Marquis de Sade’s French Revolution

The name Marquis de Sade brings the word “sadism” to mind. A powerful intellectual and a firebrand social activist, he played a pivotal role in the French Revolution. In his essay “Operation Parricide: Sade, Robespierre, and The French Revolution,” Erik von Kuehnelt-Leddihn gives an account of Sade’s leftwing political legacy. Here’s an except:  

“In his [Marquis de Sade’s] endless pornographic and extremely boring writings, there are long philosophical and political passages in which he reveals himself as a rabid, leftwing, materialist atheist. He was primarily responsible for the storming of the Bastille because at the request of his mother-in-law he was—thanks to a lettre de cachet—held prisoner in the Bastille along with seven counterfeiters, cardsharps, fools, and people in debt. From the Bastille, Sade incited the people of the quartier through his makeshift megaphone into coming to their assistance and liberating them. De Launay, the governor of the Bastille, was helpless. He didn't dare put the prisoner in a straitjacket (or in a dungeon) but instead asked the king to deliver him from this prisoner.
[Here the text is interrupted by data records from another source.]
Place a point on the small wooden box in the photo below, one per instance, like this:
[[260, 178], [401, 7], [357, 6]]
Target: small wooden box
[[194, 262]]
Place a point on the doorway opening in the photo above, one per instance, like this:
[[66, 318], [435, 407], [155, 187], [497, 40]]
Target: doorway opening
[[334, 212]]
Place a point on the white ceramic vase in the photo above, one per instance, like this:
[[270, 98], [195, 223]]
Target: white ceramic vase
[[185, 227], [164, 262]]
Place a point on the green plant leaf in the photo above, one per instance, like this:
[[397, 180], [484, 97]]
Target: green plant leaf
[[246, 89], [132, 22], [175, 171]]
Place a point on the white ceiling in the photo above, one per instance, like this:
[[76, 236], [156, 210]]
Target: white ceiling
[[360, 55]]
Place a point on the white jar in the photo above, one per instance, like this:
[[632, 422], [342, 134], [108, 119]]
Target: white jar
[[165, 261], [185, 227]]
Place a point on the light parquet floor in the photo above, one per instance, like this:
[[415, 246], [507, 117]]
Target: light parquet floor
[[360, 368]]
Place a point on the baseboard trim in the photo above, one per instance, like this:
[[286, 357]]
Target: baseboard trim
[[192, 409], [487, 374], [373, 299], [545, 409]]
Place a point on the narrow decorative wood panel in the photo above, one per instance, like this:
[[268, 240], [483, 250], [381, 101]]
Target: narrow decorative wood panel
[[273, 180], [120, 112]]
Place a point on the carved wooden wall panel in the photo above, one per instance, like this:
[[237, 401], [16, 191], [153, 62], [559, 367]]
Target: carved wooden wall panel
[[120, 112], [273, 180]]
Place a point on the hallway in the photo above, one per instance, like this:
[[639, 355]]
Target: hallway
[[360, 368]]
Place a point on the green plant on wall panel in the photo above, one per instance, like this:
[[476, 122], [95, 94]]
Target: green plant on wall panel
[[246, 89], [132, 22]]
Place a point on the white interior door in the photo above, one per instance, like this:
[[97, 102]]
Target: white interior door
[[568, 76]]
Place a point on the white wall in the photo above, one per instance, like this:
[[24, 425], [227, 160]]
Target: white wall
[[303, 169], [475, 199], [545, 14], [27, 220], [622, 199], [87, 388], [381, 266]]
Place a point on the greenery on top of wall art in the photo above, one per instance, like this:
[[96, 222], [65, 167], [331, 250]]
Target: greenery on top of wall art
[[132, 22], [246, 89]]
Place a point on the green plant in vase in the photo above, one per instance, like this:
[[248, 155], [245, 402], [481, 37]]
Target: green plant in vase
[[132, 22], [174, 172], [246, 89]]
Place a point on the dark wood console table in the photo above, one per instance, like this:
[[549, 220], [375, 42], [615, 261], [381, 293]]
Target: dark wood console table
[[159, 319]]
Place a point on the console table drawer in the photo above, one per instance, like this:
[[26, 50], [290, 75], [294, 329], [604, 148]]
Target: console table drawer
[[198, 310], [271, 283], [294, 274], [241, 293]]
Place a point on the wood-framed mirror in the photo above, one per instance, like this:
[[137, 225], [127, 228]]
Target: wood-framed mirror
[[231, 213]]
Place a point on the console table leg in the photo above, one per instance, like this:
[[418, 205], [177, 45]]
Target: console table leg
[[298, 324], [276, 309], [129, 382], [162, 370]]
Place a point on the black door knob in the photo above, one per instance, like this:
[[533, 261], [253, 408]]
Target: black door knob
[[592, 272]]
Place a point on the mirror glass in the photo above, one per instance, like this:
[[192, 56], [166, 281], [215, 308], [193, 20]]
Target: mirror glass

As a result Sade was transferred on July 4, 1789 to the hospital for the criminally insane at Charenton and released in 1791. He then became chairman of the revolutionary Section des Piques in which "Citizen Sade" was active as a radical Jacobin until he quarreled with Robespierre and was once again committed to the hospital for the criminally insane. Sade, along with the masochistic neurotic Rousseau, who wrote pedagogic novels and committed his children to orphanages, is the true renewer of democracy in our time and naturally also a hero of our left-wing intellectuals.” 

Much of the killings, Kuehnelt-Leddihn notes, happened in a sadistic fashion. “Even in Arras… the decapitated corpses of men and women were undressed and then bound together in obscene poses as batteries nationales maniacs out of Sade's 120 Nights of Sodom… Quite naturally the main victims of these male-perpetrated atrocities were women (as well as their children, often murdered before their eyes.) The sadistic misogyny of the Revolution reached unbelievable proportions.”

Kuehnelt-Leddihn ends his essay with these lines: “In the French Revolution the scum of France succumbed to blood lust and opened the door to evil. In our day of electronic stultification, it's a sure bet that now, 200 hundred years later, this monstrosity will be the focus of orgiastic celebrations. The average man always clings despairingly to cliches. If one takes them away from him, he has to do his own research, his own thinking and deciding and has to begin anew. One can't really expect this sort of elitist behavior from such poor folks. Those whom the gods would destroy, they first rob of their reason.”